Can only guarantee the basic exception safety: The lvalue optional is left uninitialized if an exception is thrown (any previous value is first destroyed using T::~T())

On the other hand, the uninitializing methods:

Provide the no-throw guarantee (assuming a no-throw T::~T())
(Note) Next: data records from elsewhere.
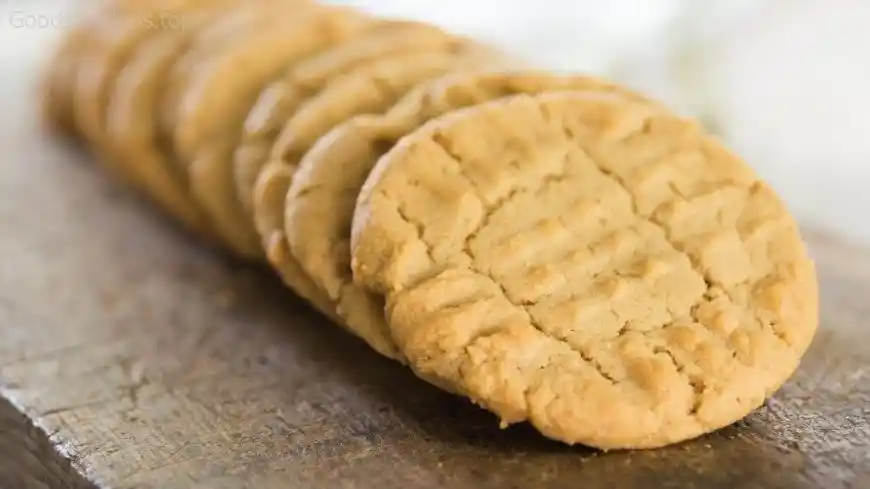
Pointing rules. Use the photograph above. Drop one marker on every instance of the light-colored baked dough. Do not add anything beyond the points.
(281, 99)
(132, 110)
(371, 88)
(221, 93)
(321, 200)
(598, 267)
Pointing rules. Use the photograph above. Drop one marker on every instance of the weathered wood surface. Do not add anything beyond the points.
(131, 356)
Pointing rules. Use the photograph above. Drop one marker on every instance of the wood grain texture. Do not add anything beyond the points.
(132, 356)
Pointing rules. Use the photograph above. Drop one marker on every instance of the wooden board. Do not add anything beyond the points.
(133, 357)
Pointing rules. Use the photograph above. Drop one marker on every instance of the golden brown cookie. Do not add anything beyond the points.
(320, 202)
(59, 77)
(228, 84)
(371, 88)
(278, 102)
(132, 109)
(118, 38)
(598, 267)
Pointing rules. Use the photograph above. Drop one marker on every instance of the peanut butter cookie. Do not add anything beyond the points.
(372, 88)
(118, 39)
(280, 100)
(133, 108)
(220, 95)
(598, 267)
(321, 200)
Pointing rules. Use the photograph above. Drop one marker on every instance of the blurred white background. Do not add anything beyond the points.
(785, 82)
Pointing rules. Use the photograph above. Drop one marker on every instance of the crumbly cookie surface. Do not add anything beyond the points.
(321, 200)
(279, 101)
(134, 140)
(371, 88)
(598, 267)
(228, 86)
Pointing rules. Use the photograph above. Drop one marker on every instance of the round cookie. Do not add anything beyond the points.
(598, 267)
(132, 110)
(320, 202)
(372, 88)
(278, 102)
(205, 143)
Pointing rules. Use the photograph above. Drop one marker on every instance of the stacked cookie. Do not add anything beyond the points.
(558, 249)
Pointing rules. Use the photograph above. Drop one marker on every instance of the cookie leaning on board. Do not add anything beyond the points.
(371, 88)
(320, 202)
(555, 248)
(596, 266)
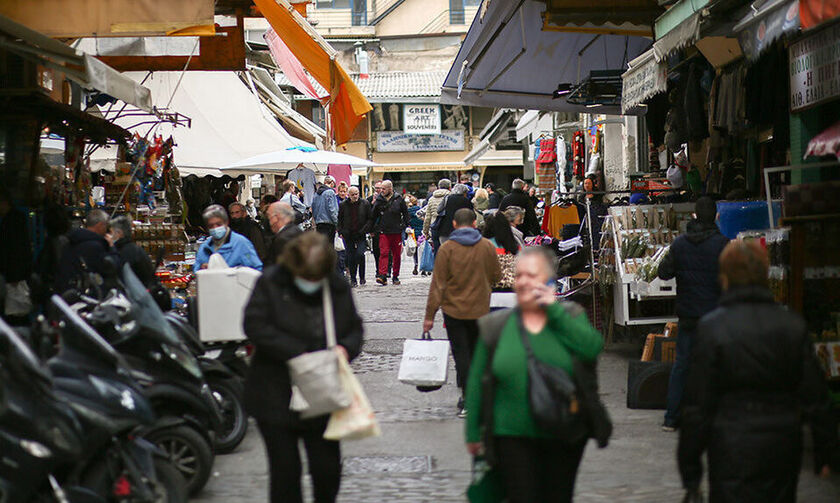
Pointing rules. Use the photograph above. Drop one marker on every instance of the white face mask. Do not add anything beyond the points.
(308, 287)
(219, 232)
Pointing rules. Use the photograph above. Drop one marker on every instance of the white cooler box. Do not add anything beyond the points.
(222, 295)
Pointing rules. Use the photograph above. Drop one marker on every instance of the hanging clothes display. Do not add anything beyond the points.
(546, 165)
(561, 163)
(578, 155)
(557, 216)
(304, 178)
(340, 172)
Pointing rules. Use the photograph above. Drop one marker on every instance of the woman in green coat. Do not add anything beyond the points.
(535, 465)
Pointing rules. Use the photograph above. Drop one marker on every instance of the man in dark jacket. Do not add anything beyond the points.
(392, 214)
(518, 197)
(281, 218)
(284, 318)
(494, 197)
(130, 253)
(456, 200)
(325, 208)
(354, 222)
(15, 249)
(693, 260)
(754, 379)
(85, 252)
(241, 223)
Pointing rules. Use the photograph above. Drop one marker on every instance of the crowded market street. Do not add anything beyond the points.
(420, 457)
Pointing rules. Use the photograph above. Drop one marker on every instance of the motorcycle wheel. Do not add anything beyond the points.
(188, 452)
(235, 423)
(171, 484)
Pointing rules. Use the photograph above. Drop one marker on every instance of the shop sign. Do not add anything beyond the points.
(815, 69)
(759, 35)
(422, 118)
(640, 83)
(398, 141)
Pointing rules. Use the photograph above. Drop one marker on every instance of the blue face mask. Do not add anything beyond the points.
(306, 286)
(219, 232)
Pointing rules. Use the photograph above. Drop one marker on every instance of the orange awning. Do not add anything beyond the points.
(347, 105)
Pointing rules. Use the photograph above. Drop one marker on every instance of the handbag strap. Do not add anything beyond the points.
(526, 341)
(329, 316)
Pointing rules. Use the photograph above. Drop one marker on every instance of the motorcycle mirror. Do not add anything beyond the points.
(110, 267)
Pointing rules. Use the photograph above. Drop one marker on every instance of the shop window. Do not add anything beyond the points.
(334, 4)
(456, 10)
(387, 117)
(359, 12)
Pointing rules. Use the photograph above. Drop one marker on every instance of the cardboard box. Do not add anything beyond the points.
(222, 295)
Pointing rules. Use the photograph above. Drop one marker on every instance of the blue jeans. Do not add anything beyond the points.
(354, 254)
(686, 342)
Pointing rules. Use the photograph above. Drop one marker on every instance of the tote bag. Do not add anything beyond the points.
(425, 361)
(427, 257)
(317, 388)
(356, 421)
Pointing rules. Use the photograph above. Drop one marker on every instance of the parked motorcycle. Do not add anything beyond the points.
(79, 426)
(189, 415)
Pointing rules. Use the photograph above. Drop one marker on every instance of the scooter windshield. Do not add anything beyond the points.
(146, 311)
(17, 345)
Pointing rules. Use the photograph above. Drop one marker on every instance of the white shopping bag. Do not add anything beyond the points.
(425, 362)
(356, 421)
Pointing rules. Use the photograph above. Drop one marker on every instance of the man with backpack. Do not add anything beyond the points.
(391, 214)
(466, 268)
However, since optional<> itself doesn't throw any exceptions, the only source for exceptions here are T's constructor, so if you know the exception guarantees for T::T ( T const& ), you know that optional's assignment and reset has the same guarantees.

//
// Case 1: Exception thrown during assignment.
//
T v0(123);
optional<T> opt0(v0);
try
{
    T v1(456);
    optional<T> opt1(v1);
    opt0 = opt1 ;

    // If no exception was thrown, assignment succeeded.
    assert( *opt0 == v1 ) ;
}
catch(...)
{
    // If any exception was thrown, 'opt0' is reset to uninitialized.
    assert( !opt0 ) ;
}

//
// Case 2: Exception thrown during reset(v)
//
T v0(123);
optional<T> opt(v0);
try
{
    T v1(456);
    opt.reset ( v1 ) ;

    // If no exception was thrown, reset succeeded.
    assert( *opt == v1 ) ;
}
catch(...)
{
    // If any exception was thrown, 'opt' is reset to uninitialized.
    assert( !opt ) ;
}

Swap

void swap( optional<T>&, optional<T>& ) has the same exception guarantee as swap(T&,T&) when both optionals are initialized. If only one of the optionals is initialized, it gives the same basic exception guarantee as optional<T>::reset( T const& ) (since optional<T>::reset() doesn't throw). If none of the optionals is initialized, it has no-throw guarantee since it is a no-op.